It's strange that stories from the progressive end of this discussion get (often rightfully) flagged into oblivion in seconds, but this conservative campus panic story survives to 45 comments.
I'm not sure what you mean by "this discussion", but if you mean ideology in general, HN has had plenty of stories from progressive perspectives on the front page. This is an area where perceptions are particularly unreliable. Each side tends to feel that the site is biased against their side, often quite passionately.
We sometimes turn off flags on stories that are substantive and interesting and where there's hope for a thoughtful discussion. Sometimes those stories have one ideological polarity, sometimes another.
I'm not sure what qualifies this as a "conservative" story. This is a human interest story concerning people who were quite clearly harmed because of this school's actions.
To me, that takes precedence over partisan politics.
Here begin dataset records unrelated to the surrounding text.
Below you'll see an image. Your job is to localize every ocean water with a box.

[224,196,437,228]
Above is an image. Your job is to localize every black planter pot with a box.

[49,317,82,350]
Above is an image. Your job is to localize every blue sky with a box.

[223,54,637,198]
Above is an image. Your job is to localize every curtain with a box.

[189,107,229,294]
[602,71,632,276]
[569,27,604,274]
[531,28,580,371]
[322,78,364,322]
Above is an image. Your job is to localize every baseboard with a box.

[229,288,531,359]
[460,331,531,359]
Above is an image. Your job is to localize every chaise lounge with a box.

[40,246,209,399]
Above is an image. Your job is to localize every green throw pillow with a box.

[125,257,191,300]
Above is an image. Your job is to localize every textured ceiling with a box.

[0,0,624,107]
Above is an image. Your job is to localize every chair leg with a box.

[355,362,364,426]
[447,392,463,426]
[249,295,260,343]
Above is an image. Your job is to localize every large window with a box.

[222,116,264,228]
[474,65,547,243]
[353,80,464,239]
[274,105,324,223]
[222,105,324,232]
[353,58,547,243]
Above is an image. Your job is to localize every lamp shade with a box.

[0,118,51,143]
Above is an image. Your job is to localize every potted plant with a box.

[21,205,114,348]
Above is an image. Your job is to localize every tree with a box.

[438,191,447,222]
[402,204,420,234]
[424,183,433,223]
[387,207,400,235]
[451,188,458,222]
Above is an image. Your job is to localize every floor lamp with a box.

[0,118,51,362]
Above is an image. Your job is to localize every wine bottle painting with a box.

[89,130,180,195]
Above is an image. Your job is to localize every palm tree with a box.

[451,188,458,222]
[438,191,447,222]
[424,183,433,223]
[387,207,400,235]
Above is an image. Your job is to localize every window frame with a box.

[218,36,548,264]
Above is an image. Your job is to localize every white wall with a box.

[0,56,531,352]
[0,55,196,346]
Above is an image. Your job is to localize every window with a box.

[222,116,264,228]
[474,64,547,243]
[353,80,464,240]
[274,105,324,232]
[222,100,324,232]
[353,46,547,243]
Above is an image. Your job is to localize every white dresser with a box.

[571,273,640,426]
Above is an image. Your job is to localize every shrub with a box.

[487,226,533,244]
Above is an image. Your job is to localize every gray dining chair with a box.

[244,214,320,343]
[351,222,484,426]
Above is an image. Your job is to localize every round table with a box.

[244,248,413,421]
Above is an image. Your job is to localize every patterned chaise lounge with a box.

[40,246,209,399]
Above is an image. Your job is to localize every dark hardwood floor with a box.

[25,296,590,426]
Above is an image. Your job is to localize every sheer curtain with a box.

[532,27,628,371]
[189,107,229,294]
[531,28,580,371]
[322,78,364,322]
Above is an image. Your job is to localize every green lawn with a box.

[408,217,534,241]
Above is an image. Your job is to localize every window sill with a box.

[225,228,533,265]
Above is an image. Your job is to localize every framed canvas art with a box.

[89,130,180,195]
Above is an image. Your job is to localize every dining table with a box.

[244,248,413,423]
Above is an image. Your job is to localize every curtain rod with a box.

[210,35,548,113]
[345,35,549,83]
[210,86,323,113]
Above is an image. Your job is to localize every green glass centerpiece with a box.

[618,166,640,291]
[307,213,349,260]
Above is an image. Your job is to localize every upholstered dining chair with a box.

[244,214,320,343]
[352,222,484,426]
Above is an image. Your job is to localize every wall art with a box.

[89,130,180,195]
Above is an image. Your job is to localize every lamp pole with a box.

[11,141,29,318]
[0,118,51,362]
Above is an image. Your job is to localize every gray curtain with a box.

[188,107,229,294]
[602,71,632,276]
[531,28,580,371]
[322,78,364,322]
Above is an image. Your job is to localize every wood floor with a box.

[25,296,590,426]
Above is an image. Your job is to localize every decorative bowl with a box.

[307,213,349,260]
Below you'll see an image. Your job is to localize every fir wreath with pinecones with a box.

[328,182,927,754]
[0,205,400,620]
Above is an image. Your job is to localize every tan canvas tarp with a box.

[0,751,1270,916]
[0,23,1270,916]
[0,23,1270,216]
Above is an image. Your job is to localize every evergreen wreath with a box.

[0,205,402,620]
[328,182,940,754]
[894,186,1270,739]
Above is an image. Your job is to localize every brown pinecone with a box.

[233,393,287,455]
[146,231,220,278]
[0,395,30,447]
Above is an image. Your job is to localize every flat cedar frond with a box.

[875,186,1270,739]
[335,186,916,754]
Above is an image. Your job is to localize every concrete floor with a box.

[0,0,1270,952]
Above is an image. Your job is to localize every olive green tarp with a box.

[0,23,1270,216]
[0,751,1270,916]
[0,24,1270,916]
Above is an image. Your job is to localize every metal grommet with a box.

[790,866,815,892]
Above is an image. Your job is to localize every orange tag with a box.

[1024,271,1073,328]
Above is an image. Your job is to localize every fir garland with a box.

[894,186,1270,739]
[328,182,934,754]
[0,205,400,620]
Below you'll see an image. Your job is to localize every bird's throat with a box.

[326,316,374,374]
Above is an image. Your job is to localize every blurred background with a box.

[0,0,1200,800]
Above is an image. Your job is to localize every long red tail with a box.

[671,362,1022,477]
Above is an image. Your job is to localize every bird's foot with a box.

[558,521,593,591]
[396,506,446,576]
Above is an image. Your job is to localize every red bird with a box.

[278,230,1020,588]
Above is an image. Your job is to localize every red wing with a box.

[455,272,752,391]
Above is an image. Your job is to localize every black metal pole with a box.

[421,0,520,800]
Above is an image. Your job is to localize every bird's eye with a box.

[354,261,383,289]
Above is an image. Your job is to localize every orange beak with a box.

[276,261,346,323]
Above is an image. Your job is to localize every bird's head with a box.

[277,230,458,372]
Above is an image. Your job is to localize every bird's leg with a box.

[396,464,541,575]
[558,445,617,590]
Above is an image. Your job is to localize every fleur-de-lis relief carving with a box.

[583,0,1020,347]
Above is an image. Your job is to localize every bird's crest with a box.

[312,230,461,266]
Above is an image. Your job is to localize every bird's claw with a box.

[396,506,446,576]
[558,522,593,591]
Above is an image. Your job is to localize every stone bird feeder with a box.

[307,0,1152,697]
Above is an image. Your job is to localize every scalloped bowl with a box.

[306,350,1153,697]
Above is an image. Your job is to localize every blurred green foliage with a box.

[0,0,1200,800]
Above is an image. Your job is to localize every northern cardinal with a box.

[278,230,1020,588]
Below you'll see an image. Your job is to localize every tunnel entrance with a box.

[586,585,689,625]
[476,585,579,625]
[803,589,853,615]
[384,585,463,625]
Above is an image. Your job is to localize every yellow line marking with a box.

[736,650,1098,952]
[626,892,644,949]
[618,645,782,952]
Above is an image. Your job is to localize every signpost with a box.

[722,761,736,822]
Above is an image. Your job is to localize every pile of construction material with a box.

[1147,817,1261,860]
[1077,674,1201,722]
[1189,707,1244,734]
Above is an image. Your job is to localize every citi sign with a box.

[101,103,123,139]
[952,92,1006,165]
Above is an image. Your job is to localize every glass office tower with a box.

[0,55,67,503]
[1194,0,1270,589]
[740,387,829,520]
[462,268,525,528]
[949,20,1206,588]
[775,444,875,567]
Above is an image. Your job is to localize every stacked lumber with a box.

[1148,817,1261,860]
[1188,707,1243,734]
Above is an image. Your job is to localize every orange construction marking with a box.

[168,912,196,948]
And it's not like this is Tucker Carlson reporting on Fox News, this from is a pretty respected, left-leaning site.
The 8chan warrant story is still on the 2nd page after a whole day, and wasn't flagged.
And this story is about a $887 million institution pressuring a working-class assault victim to drop charges against their attackers, by using libel and economic sanctions.
So what makes this story 'conservative'? That the victim was white?
Most of the interest in this story has been in right-wing media stemming from a false "racism" accusation that is a PART of this case and also due to a bigger narrative around left-wing campuses. I'd frame the story differently than you did, but the bigger point is that we shouldn't pretend this isn't mostly a right-wing media news story for these reasons.
I think we both agree that if the racism charge had strong merit (it didn't), then most would see this as a liberal news story because that's mostly who would be focusing on it. People tend to be drawn to stories that reinforce their world view.
That, of course, doesn't mean it shouldn't be part of the discussion here. (I've been active in this thread so obviously I think it should be here.)
Edit: Also, I'm not the person you were responding to but this was very dishonest of you:
> That the victim was white?
OP said exactly why they thought it was conservative. They cited that it was because it was related to "conservative campus panic." To pretend they could have said it because "the victim was white" is very dishonest of you.
> OP said exactly why they thought it was conservative. They cited that it was because it was related to "conservative campus panic." To pretend they could have said it because "the victim was white" is very dishonest of you.
Dishonest? In your very post, you agree with me! You say if the racism charge had merit, i.e. if the white kid was at fault, then it would be a liberal story. Just like [1].
Saying they thought it was conservative because it was related to conservative campus panic is pretty much circular logic, and doesn't explain anything. If anything was dishonest in my post, it was the implication that the attitude was limited to pessimizer, when in fact it seems to have seeped into the terms 'conservative' and 'liberal' themselves.
We sometimes turn off flags on stories that are substantive and interesting and where there's hope for a thoughtful discussion. Sometimes those stories have one ideological polarity, sometimes another.